Apart from determining the company's intent -- which may well be some unquantified blend of reward and incentive -- another problem is calculating the value of particular options, which by their nature involve an unknowable future.
How, for instance, can a meaningful value be placed on the right -- granted but not matured -- to buy 10,000 shares of a software company in 2008, no matter the exercise price?
"Valuing a stock option is absurdly difficult," said Douglas K. Fejer, a Dallas expert in business evaluation, particularly of private companies.
Others disagree. Ross Zimmerman, an executive compensation specialist at Hewitt Associates, a consulting firm in Lincolnshire, Ill., has helped devise option plans for hundreds of big companies. "There is some intrinsic value" to options on the date of their grant, he said. "The rule of thumb," he added "is that the initial value of an option is about one-third its ultimate value."
Seeking to avoid being hauled into divorce court, many companies are redrawing agreements to try to make it clear that options are linked to future efforts of the recipients.
In the Hislop case, Mrs. Hislop contended that the Telex options were not for future performance, but a signing bonus to induce her husband to join the company; thus, she argued, they were marital property of which she should get 50 percent.
Through his lawyer, however, Hislop said his options were an incentive for superior, continued performance -- in effect, golden handcuffs tying him to the company's future, most of which would be after his marriage ended.

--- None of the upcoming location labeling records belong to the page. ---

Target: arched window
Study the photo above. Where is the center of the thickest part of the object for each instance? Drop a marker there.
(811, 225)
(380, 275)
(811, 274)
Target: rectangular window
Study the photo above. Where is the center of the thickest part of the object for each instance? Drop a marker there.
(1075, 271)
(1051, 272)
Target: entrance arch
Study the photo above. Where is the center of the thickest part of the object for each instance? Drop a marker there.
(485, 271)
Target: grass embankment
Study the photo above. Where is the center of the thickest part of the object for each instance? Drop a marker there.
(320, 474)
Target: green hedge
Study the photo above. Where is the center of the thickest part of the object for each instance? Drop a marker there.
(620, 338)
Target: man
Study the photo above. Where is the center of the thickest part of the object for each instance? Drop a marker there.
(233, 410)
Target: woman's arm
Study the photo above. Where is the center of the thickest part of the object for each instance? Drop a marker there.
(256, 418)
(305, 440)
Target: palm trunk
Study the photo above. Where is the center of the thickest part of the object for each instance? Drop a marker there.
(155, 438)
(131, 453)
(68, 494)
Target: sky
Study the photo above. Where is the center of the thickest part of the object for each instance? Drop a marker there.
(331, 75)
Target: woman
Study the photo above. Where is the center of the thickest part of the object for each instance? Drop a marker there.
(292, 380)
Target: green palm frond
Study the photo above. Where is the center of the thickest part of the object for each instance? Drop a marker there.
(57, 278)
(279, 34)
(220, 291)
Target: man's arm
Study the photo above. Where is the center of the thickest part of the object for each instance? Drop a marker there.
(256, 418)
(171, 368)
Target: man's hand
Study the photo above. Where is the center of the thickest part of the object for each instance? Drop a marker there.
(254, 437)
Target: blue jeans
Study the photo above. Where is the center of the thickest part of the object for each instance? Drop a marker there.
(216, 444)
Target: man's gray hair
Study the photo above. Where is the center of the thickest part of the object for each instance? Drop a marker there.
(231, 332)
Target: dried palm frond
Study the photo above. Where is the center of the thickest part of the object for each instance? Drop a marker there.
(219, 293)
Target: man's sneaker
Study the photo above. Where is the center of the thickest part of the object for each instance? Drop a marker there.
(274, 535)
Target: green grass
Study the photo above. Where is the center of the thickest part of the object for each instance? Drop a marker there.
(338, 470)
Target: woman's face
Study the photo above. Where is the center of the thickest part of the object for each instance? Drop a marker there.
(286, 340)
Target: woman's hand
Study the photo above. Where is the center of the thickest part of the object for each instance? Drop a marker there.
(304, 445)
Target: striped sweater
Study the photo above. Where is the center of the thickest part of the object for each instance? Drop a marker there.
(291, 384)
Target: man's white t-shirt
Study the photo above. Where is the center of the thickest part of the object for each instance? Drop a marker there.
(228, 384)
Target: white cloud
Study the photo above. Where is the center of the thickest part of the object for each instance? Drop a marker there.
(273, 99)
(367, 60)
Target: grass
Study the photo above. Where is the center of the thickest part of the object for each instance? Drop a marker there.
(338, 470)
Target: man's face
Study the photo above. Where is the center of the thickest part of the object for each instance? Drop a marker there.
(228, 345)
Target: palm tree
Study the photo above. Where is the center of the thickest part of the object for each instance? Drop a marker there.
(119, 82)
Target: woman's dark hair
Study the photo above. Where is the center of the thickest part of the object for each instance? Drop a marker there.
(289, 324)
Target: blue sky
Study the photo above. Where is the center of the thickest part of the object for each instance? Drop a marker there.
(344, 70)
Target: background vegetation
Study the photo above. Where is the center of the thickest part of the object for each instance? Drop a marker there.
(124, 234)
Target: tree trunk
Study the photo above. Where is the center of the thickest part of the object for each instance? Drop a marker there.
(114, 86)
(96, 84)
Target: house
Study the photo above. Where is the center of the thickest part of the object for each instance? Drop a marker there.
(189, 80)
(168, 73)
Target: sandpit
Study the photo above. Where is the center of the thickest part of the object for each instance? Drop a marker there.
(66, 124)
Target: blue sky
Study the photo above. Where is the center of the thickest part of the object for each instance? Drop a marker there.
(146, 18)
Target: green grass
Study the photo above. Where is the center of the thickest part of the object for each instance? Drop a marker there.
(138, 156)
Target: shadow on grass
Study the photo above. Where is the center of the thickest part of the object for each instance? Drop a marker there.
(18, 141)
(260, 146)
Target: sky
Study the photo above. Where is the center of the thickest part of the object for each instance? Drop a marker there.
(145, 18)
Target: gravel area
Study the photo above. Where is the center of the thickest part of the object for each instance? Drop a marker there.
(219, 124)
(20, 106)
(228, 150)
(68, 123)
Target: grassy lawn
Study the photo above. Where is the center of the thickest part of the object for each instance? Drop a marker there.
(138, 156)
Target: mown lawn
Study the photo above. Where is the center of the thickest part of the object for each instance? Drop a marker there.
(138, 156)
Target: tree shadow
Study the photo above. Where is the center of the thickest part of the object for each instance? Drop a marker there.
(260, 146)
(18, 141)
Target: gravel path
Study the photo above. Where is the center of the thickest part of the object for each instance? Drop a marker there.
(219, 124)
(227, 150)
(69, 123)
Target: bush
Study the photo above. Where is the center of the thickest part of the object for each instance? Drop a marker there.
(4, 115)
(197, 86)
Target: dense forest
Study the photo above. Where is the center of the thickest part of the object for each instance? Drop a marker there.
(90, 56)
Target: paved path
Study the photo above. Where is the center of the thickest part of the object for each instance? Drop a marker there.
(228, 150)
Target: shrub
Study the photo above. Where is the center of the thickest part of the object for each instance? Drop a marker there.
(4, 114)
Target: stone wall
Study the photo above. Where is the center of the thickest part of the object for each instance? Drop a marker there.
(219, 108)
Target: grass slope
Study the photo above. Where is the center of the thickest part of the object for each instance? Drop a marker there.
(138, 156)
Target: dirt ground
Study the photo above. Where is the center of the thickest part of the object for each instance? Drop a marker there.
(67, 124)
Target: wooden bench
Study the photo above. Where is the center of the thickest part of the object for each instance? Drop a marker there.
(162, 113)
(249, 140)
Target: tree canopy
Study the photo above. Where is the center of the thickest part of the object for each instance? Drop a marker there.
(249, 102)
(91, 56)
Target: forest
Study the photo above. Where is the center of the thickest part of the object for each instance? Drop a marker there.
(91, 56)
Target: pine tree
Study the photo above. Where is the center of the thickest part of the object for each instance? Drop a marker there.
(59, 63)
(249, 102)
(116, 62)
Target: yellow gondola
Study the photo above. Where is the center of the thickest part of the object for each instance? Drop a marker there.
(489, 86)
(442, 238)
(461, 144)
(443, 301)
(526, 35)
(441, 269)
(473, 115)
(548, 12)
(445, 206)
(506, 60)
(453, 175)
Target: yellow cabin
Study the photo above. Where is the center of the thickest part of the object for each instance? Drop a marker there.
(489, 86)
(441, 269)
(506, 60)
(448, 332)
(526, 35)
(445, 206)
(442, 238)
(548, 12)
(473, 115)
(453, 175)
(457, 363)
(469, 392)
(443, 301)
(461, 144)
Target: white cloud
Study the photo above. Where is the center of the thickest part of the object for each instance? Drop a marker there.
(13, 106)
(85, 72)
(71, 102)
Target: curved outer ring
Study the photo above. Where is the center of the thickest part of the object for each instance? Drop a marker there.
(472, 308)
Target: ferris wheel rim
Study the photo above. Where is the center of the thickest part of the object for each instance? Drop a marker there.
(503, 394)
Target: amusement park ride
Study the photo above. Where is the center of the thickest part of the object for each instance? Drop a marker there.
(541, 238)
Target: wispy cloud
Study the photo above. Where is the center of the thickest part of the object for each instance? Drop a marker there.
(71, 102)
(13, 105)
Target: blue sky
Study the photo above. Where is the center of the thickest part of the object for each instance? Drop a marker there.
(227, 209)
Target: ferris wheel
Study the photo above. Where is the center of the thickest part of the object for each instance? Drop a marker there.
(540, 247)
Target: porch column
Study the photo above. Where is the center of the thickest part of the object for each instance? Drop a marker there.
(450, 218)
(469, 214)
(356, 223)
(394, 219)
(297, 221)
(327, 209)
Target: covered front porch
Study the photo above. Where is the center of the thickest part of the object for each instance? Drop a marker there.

Telex officials were never asked to explain the rationale behind the options. Among other documents, Mrs. Hislop did submit copies of the offer of employment that her former husband received, which outlined the options for which he would be eligible. Last week, the company declined to comment.
The trial judge did not rule on the company's rationale for the award but relied on the vesting schedule for the options, which were not fully matured by the time of the divorce.
Last week, Kim Hislop's appeal for a larger share of the options was denied; Ms. Olup, the appellate lawyer, said her client was considering whether to file an appeal to the Minnesota Supreme Court.